A advogada Marília Golfieri Angella explica:

“Você pode começar procurando em seu Município e no seu Estado se há políticas públicas voltadas ao contraturno escolar, que podem ser os Centros para Crianças e Adolescentes (CCA), por exemplo. Se esta política pública não for encontrada em sua Cidade, pode ser uma oportunidade para promover ações de advocacy voltadas à provocação legislativa e executiva para implementação destes centros, inclusive tendo como respaldo a recente Lei 14.826/2024, que coloca o direito ao brincar como forma de prevenção de violência contra crianças e reforça a responsabilidade do Estado na proteção deste direito, como também decorre do texto constitucional e do ECA. Hoje em dia há também instituições particulares que prestam estes serviços de forma continuada (mensal/anual) ou mesmo por diária, como os chamados espaços de brincar ou quintais de recreação, sendo importante sempre buscar referências e certificando-se da regularidade do local perante as Autoridades Públicas e órgãos de fiscalização.
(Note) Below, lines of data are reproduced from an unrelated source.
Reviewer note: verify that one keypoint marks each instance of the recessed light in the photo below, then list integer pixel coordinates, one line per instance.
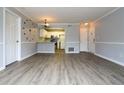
(86, 24)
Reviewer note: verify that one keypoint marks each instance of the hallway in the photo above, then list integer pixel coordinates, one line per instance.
(61, 68)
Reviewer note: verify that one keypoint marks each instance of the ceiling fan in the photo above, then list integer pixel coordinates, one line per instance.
(45, 25)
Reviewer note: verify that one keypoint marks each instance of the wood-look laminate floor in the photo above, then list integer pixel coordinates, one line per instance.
(60, 68)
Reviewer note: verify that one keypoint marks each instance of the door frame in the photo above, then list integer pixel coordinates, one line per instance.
(18, 57)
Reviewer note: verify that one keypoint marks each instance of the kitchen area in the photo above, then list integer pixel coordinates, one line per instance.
(50, 40)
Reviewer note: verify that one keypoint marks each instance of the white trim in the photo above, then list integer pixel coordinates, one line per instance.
(2, 68)
(73, 42)
(18, 38)
(118, 43)
(45, 52)
(4, 61)
(1, 43)
(28, 42)
(107, 14)
(60, 24)
(19, 10)
(109, 59)
(27, 56)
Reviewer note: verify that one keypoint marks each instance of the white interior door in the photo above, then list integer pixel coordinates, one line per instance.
(91, 36)
(83, 38)
(62, 40)
(11, 26)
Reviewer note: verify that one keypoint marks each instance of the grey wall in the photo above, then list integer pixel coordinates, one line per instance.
(72, 38)
(28, 35)
(110, 36)
(1, 37)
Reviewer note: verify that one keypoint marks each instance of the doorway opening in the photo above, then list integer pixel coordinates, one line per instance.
(56, 35)
(12, 37)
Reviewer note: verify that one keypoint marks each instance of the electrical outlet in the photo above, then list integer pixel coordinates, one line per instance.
(121, 55)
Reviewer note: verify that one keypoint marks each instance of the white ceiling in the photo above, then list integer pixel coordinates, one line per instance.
(64, 14)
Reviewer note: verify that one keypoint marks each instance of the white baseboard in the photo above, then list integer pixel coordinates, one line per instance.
(109, 59)
(2, 68)
(45, 52)
(27, 56)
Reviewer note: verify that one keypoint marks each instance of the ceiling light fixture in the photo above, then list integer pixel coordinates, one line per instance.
(45, 23)
(86, 24)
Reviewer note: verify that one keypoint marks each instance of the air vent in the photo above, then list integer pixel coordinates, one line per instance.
(71, 49)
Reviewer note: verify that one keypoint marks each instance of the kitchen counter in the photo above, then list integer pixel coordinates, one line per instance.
(46, 47)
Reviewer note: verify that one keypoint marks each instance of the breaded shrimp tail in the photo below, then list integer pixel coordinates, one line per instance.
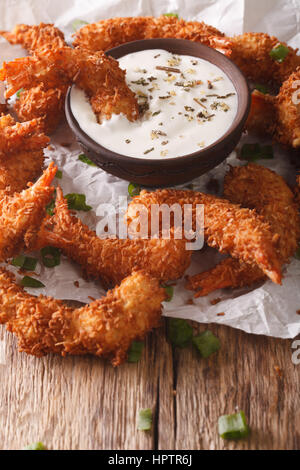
(23, 212)
(110, 260)
(112, 32)
(34, 38)
(229, 273)
(256, 187)
(262, 116)
(47, 105)
(278, 116)
(17, 137)
(227, 227)
(97, 74)
(22, 159)
(106, 327)
(251, 53)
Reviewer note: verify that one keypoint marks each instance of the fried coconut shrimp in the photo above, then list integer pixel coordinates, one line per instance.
(256, 187)
(21, 156)
(98, 75)
(106, 34)
(105, 327)
(278, 116)
(23, 212)
(15, 136)
(110, 260)
(39, 102)
(34, 38)
(251, 53)
(228, 227)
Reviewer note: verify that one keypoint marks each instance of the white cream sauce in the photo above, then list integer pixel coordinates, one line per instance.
(187, 107)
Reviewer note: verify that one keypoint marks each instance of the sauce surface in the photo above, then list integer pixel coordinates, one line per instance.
(187, 104)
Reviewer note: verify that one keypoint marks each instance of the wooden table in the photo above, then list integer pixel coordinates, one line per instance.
(84, 403)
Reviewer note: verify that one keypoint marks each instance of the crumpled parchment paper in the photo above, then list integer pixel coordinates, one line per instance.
(269, 309)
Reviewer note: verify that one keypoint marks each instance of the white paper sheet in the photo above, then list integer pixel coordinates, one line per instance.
(269, 309)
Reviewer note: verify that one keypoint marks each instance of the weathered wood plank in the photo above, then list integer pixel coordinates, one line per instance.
(83, 403)
(241, 376)
(79, 402)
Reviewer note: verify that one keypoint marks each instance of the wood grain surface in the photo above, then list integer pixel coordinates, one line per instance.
(84, 403)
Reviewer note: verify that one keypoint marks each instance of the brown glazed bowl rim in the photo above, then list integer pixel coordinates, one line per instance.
(183, 47)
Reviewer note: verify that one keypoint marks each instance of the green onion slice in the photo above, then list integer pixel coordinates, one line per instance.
(25, 262)
(19, 93)
(253, 152)
(28, 281)
(77, 202)
(206, 343)
(262, 88)
(83, 158)
(233, 426)
(279, 53)
(50, 256)
(50, 208)
(77, 24)
(170, 293)
(133, 189)
(180, 332)
(135, 351)
(171, 15)
(35, 446)
(145, 419)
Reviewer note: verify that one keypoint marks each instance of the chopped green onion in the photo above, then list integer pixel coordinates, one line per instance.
(36, 446)
(50, 208)
(262, 88)
(50, 256)
(77, 202)
(133, 189)
(77, 24)
(233, 426)
(206, 343)
(51, 205)
(180, 332)
(135, 351)
(170, 293)
(83, 158)
(31, 282)
(145, 419)
(25, 262)
(253, 152)
(279, 53)
(171, 15)
(19, 93)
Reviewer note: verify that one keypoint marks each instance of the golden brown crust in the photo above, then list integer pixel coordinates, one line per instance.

Além disso, o Ministério da Saúde, do Governo Federal, possui uma plataforma online didática a respeito das Linhas de Cuidado e procedimentos de saúde destinados à proteção de crianças e adolescentes, inclusive separados por faixa etária.

Acessando este conteúdo é possível encontrar calendários e rotinas de consultas médicas, modos de prevenção de acidentes, o que pode ser essenciais para conhecimento geral da população – e não apenas para profissionais da área da saúde.”